Curtiss-Wright, which had a net profit of $16 million last year on sales of $309.9 million, also had a bad first quarter, down 23 percent from last year.
The stockholders who spoke expressed frustration with a mangement that has cut back its dividends to 16 cents a share.
But few said they had confidence in Berner, and the sentiment seemed to be that Kennecott's directors would win the proxy fight because, as one said, "Although they are not widely admired, Berner's track record is, if anything, even less impressive."
Richard Nordlinger of Englewood Cliffs, N.J., harangued Berner for planning to sell off Carborundom. "A vote for Curtiss-Wright is a vote for the destruction of Kennecott," he said.
Berner had a few supporters, however, like Chicago stockbroker Gerald Rivlin who criticized Kennecott for not consulting its stockholders on major corporate decisions and not taking their welfare sufficiently into account.

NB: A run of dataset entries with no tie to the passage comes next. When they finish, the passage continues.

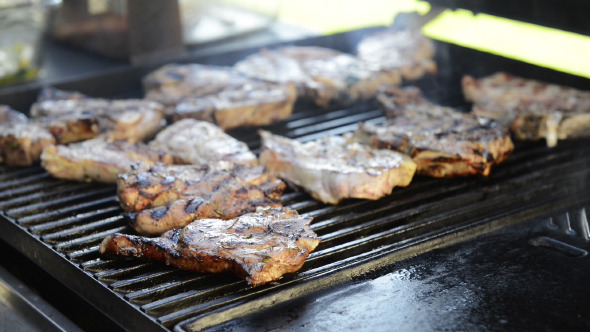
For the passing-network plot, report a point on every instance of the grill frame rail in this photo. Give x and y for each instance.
(358, 237)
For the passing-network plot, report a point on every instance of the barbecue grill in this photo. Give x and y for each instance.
(509, 251)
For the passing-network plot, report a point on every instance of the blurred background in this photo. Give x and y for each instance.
(49, 40)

Berner pledged to the meeting yesterday that he would be able to carry out his plans with Kennecott despite MacMahon's criticism and despite claims by Milliken and other directors of the copper company that Berner would strip Kennecott and leave it in ruinous shape.
Kennecott President William Wendel counterattacked by discussing Berner's record as a manager.
"No discussion of Mr. Berner would really be complete without the Wankel engine," Wendel said. Curtiss-Wright bought exclusive North American rights to the Wankel rotary engine and even gave its New Jersey headquarters the address "1 Wankel Plaza."
Wendel recounted Berner's promise to Curtiss-Wright stockholders about the Wankel's future. "When it came to the Wankel engine in American cars, Berner took his stockholders for a buggy ride . . . I hope you won't let him take you for a buggy ride, too," Wendel said.
Berner, who has a reputation as a lawyer with great gifts in takeover battles, repeated himself frequently in his 40-minute presentation to the stockholders. He reiterated over and over again that his idea for buying back half of Kennecott's stock at $40 would work, and he made repeated promises of a vigorous legal appeal of MacMahon's decision.
Milliken told reporters after the stockholders' meeting: "We're very confident of the outcome of this fight."
"I hope you never get involved in a proxy fight," Milliken told the meeting. "It's aggravating and time consuming, to say the least."